Gerçek ve İnanç!
Gerçeklik, bildiğim kadarı ile (haddimi de aşmak istemem) varlıkların varlığına yönelik bir nitelemedir. Gerçek varlık ise materyalist temelde duyumsanabilir, dış dünyada var olandır. Ötesi metafizik temelde ideal olarak tarif edilen varlıktır ve dış dünyada olmayıp zihinde var olan olarak tanımlanır.
Birinin yolu bilme eylemine ve vesilesi ile bilime, diğerinin yolu inanma eylemine ve vesilesi ile inanca gider.
Dolayısı ile gerçek ve inanç kavramları burada bir araya gelebilecek iki kavram değildir. Getirirsek ne olur: Ya gerçek özünü yitirir ya da inanç ve dayandığı temel sarsılır. Çünkü gerçek özünü yitirdiğinde hükümsüz olur, inanç gerçeğe tabi olduğunda ise inanma eylemi soruya ve sorguya açık hale gelir ve vesilesi ile silsile yoluyla ona dayanan her şey…
Burada gerçek inanç vurgusundaki gerçek ancak özüne uygun inanç anlamında ve çok dolaylı yan anlamı ile ifade edilebilir.
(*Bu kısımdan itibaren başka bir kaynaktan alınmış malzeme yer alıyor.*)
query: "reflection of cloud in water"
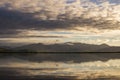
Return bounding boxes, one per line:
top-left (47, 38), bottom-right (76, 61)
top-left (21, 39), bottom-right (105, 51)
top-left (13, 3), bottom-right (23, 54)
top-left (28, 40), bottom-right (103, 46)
top-left (1, 57), bottom-right (120, 70)
top-left (0, 57), bottom-right (120, 79)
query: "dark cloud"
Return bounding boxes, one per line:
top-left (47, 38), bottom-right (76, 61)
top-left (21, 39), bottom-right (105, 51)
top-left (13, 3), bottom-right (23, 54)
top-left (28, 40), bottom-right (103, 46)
top-left (0, 8), bottom-right (34, 30)
top-left (24, 35), bottom-right (65, 38)
top-left (0, 7), bottom-right (73, 32)
top-left (0, 35), bottom-right (65, 38)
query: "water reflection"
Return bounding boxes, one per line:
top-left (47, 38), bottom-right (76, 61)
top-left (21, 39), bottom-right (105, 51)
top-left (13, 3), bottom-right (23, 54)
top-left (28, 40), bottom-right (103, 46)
top-left (0, 56), bottom-right (120, 79)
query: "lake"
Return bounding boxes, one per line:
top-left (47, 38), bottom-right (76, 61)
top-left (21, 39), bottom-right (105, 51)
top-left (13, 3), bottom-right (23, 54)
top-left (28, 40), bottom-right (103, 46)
top-left (0, 53), bottom-right (120, 80)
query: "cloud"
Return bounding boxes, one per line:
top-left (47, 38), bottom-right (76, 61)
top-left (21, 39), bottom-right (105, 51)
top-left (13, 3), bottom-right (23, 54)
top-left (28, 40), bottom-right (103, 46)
top-left (0, 0), bottom-right (120, 37)
top-left (0, 35), bottom-right (65, 38)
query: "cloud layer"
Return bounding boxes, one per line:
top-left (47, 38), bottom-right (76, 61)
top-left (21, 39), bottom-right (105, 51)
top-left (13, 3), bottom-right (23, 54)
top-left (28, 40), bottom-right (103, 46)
top-left (0, 0), bottom-right (120, 40)
top-left (1, 0), bottom-right (119, 22)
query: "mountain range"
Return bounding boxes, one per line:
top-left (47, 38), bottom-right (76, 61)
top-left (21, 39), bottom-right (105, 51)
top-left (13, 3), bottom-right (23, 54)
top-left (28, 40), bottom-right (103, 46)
top-left (0, 42), bottom-right (120, 52)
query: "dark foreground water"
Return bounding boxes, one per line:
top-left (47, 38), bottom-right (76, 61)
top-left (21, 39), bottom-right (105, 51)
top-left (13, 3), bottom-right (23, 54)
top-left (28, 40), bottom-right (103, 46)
top-left (0, 53), bottom-right (120, 80)
top-left (0, 67), bottom-right (120, 80)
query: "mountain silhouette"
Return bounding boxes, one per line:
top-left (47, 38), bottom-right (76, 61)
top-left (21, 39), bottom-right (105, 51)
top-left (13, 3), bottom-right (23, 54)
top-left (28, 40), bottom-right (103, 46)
top-left (1, 42), bottom-right (120, 52)
top-left (14, 42), bottom-right (111, 52)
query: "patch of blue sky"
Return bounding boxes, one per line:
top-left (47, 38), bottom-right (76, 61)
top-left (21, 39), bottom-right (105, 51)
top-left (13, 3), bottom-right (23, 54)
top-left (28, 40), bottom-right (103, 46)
top-left (66, 0), bottom-right (75, 3)
top-left (109, 0), bottom-right (120, 4)
top-left (49, 31), bottom-right (73, 34)
top-left (90, 0), bottom-right (120, 4)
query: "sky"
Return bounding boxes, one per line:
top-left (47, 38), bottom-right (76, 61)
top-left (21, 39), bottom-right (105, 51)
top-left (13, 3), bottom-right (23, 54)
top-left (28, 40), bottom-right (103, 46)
top-left (0, 0), bottom-right (120, 46)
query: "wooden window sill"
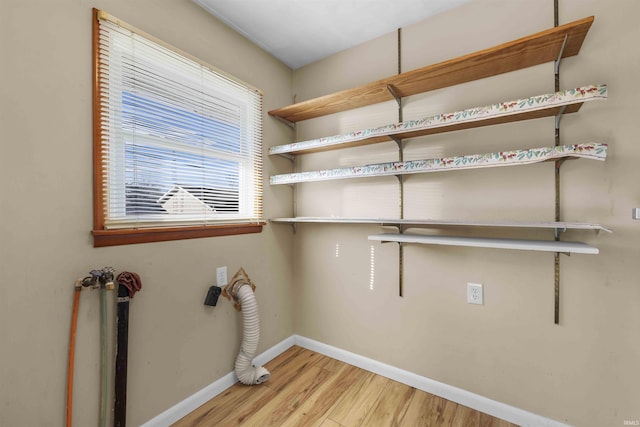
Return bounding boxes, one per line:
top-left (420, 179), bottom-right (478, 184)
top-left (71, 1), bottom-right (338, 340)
top-left (92, 223), bottom-right (265, 247)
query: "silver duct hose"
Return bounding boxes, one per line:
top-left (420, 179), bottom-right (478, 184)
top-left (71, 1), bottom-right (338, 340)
top-left (223, 270), bottom-right (270, 385)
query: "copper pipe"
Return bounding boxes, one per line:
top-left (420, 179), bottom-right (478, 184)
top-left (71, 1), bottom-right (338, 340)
top-left (66, 281), bottom-right (82, 427)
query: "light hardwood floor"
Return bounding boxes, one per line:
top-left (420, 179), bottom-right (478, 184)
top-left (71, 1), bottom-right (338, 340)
top-left (173, 346), bottom-right (519, 427)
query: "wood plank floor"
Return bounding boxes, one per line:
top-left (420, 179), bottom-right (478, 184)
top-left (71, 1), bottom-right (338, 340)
top-left (172, 346), bottom-right (519, 427)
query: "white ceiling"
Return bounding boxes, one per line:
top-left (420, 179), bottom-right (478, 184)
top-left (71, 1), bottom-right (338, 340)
top-left (193, 0), bottom-right (470, 69)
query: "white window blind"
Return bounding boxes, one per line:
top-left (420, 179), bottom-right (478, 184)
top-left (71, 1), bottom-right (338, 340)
top-left (95, 11), bottom-right (263, 230)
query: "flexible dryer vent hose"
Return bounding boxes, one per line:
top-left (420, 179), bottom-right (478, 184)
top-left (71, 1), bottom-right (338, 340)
top-left (223, 268), bottom-right (270, 385)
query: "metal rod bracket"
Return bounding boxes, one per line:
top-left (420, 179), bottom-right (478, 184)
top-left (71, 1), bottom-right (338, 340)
top-left (390, 135), bottom-right (403, 150)
top-left (554, 226), bottom-right (567, 239)
top-left (272, 114), bottom-right (296, 129)
top-left (555, 105), bottom-right (567, 129)
top-left (278, 153), bottom-right (295, 161)
top-left (554, 35), bottom-right (569, 75)
top-left (386, 84), bottom-right (403, 108)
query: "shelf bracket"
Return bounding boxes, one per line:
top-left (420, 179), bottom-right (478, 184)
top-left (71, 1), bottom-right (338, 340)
top-left (553, 1), bottom-right (563, 326)
top-left (386, 84), bottom-right (403, 109)
top-left (291, 136), bottom-right (298, 234)
top-left (554, 226), bottom-right (568, 239)
top-left (554, 252), bottom-right (560, 324)
top-left (398, 242), bottom-right (404, 297)
top-left (277, 153), bottom-right (295, 161)
top-left (395, 28), bottom-right (404, 298)
top-left (272, 114), bottom-right (296, 129)
top-left (390, 135), bottom-right (403, 150)
top-left (554, 34), bottom-right (568, 76)
top-left (555, 105), bottom-right (567, 130)
top-left (275, 95), bottom-right (298, 233)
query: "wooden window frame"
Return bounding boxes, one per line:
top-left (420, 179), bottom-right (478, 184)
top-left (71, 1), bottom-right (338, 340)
top-left (91, 9), bottom-right (264, 247)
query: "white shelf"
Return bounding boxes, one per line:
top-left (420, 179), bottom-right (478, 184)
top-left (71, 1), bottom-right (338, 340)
top-left (270, 143), bottom-right (607, 185)
top-left (368, 233), bottom-right (599, 254)
top-left (269, 85), bottom-right (607, 156)
top-left (269, 14), bottom-right (605, 322)
top-left (270, 217), bottom-right (612, 233)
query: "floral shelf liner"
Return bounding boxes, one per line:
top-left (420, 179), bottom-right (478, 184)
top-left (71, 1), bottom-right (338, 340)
top-left (269, 84), bottom-right (608, 155)
top-left (270, 143), bottom-right (607, 185)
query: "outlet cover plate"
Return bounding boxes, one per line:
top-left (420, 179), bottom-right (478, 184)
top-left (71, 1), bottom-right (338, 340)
top-left (216, 266), bottom-right (227, 286)
top-left (467, 283), bottom-right (483, 305)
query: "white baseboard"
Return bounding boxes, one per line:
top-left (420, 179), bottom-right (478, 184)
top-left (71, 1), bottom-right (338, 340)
top-left (140, 335), bottom-right (295, 427)
top-left (293, 335), bottom-right (571, 427)
top-left (142, 334), bottom-right (570, 427)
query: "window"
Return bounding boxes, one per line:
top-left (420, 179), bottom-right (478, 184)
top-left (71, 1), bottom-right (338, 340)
top-left (92, 9), bottom-right (264, 247)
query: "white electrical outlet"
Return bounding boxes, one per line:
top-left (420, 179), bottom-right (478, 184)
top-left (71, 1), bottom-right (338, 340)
top-left (467, 283), bottom-right (483, 305)
top-left (216, 266), bottom-right (227, 286)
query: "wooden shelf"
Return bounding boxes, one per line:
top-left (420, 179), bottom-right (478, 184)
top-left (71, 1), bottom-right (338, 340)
top-left (268, 13), bottom-right (606, 322)
top-left (368, 233), bottom-right (599, 254)
top-left (269, 16), bottom-right (594, 123)
top-left (270, 217), bottom-right (612, 233)
top-left (269, 85), bottom-right (607, 156)
top-left (270, 143), bottom-right (607, 185)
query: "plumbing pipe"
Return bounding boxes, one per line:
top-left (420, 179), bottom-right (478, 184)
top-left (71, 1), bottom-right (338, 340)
top-left (66, 279), bottom-right (83, 427)
top-left (100, 282), bottom-right (107, 427)
top-left (223, 269), bottom-right (270, 385)
top-left (99, 268), bottom-right (115, 427)
top-left (113, 282), bottom-right (129, 427)
top-left (114, 271), bottom-right (142, 427)
top-left (68, 269), bottom-right (114, 427)
top-left (68, 273), bottom-right (100, 426)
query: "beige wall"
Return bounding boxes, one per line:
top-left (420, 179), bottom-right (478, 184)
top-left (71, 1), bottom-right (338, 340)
top-left (291, 1), bottom-right (640, 426)
top-left (0, 0), bottom-right (293, 426)
top-left (2, 0), bottom-right (639, 426)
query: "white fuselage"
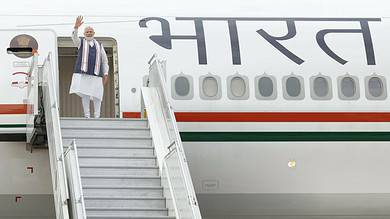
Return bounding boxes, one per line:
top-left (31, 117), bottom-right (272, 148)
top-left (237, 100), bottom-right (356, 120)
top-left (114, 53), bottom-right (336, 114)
top-left (0, 12), bottom-right (390, 218)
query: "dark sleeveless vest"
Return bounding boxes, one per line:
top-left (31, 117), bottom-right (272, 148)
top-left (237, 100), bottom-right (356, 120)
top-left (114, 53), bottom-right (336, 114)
top-left (74, 38), bottom-right (104, 77)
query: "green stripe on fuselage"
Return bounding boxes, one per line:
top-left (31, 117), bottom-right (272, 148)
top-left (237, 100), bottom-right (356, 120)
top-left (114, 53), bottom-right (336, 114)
top-left (0, 124), bottom-right (26, 128)
top-left (180, 132), bottom-right (390, 141)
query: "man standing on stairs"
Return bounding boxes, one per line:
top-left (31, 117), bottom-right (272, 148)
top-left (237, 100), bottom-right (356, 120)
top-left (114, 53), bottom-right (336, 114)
top-left (69, 15), bottom-right (109, 118)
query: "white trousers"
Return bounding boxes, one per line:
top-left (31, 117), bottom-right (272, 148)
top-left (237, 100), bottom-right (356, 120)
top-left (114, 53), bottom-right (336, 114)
top-left (80, 94), bottom-right (102, 118)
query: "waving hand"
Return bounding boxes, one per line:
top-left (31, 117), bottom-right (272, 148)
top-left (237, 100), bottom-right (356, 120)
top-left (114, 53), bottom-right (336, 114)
top-left (74, 16), bottom-right (84, 29)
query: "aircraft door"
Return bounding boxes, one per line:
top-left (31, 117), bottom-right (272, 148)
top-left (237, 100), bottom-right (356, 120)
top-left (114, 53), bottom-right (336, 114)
top-left (58, 37), bottom-right (117, 118)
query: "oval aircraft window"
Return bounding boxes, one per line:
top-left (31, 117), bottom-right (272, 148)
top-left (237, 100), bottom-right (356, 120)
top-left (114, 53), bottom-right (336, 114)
top-left (231, 77), bottom-right (246, 97)
top-left (175, 76), bottom-right (190, 97)
top-left (203, 77), bottom-right (218, 97)
top-left (286, 77), bottom-right (301, 97)
top-left (313, 77), bottom-right (329, 97)
top-left (258, 77), bottom-right (273, 97)
top-left (368, 77), bottom-right (383, 97)
top-left (341, 77), bottom-right (356, 98)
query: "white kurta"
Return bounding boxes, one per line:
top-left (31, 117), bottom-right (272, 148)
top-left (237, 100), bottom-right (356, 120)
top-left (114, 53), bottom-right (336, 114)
top-left (69, 28), bottom-right (109, 101)
top-left (69, 73), bottom-right (104, 100)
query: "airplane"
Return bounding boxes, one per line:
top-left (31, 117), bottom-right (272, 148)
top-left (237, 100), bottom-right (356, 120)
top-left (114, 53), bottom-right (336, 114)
top-left (0, 2), bottom-right (390, 219)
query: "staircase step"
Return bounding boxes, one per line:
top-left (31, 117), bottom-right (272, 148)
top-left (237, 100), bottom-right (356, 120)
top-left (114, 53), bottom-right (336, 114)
top-left (84, 196), bottom-right (166, 208)
top-left (61, 128), bottom-right (150, 138)
top-left (86, 207), bottom-right (168, 217)
top-left (62, 138), bottom-right (152, 148)
top-left (78, 156), bottom-right (156, 166)
top-left (60, 117), bottom-right (148, 128)
top-left (80, 165), bottom-right (159, 176)
top-left (83, 186), bottom-right (163, 197)
top-left (59, 118), bottom-right (180, 218)
top-left (76, 147), bottom-right (155, 157)
top-left (86, 215), bottom-right (175, 219)
top-left (81, 175), bottom-right (161, 187)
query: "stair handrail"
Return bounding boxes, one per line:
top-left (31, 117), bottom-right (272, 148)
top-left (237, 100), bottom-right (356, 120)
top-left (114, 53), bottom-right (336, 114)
top-left (26, 52), bottom-right (39, 144)
top-left (144, 54), bottom-right (202, 219)
top-left (64, 139), bottom-right (87, 219)
top-left (41, 52), bottom-right (70, 219)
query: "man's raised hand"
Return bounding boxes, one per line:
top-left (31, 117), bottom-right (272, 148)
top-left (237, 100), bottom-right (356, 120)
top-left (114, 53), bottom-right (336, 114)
top-left (74, 16), bottom-right (84, 29)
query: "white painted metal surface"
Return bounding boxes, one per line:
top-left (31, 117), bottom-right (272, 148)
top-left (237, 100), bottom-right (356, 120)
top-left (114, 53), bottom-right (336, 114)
top-left (64, 140), bottom-right (86, 219)
top-left (26, 53), bottom-right (39, 143)
top-left (0, 5), bottom-right (388, 218)
top-left (142, 55), bottom-right (201, 219)
top-left (41, 53), bottom-right (70, 219)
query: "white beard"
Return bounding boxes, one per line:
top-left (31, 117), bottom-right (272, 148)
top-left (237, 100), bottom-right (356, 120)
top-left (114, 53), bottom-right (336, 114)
top-left (85, 36), bottom-right (94, 41)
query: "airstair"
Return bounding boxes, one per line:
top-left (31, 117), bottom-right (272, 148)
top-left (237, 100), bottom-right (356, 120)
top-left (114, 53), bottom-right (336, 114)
top-left (61, 118), bottom-right (174, 219)
top-left (26, 51), bottom-right (202, 219)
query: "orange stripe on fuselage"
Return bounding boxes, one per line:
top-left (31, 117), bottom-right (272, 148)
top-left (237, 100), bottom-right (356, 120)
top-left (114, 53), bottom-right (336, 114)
top-left (123, 112), bottom-right (390, 122)
top-left (122, 112), bottom-right (141, 118)
top-left (0, 104), bottom-right (27, 114)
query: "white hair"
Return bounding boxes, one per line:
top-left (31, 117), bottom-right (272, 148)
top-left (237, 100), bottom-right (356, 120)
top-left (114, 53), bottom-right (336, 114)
top-left (84, 26), bottom-right (94, 33)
Yani ilgili inancın kural ve kaideleri ile değerlerine, düşünce sistematiğine ve öğretilerine uygun anlamında.
Valla bu konuda dünyada kullanılmaya açık olmayan, iğdiş edilmeyen ve vesilesi ile en baştaki çıkış kökeninden bir hayli uzaklaşmayan çok nadir inanç sistemi olduğu aşikar.
Ancak bunların hiç biri tanrı vardır ya da yoktur çıkarımında bulunmak için birer veri değildir. Bu çok daha derin ve öznel bir alanın konusudur. Dileyene dilediğine inanma özgürlüğü tanıyan bir alan. (Temenni)
Dolayısıyla da imtihan da bu çerçevede ele alınabilecek bir duruma işaret eder.
Ancak bu, bu konuda soru sorma hakkımız olmadığı anlamına gelmez.
Neden etsin?
Neden her şeyin ve her yerin mutlak hakimi, öncesiz ve sonrasız bir tanrı, tüm o yüce vasıflarına rağmen, basit evrenin basit bir galaksi kümesindeki basit bir sistemin basit bir gezegenindeki basit bir türü imtihan etmeyi kendine temel dert edinsin… Sevgiyle…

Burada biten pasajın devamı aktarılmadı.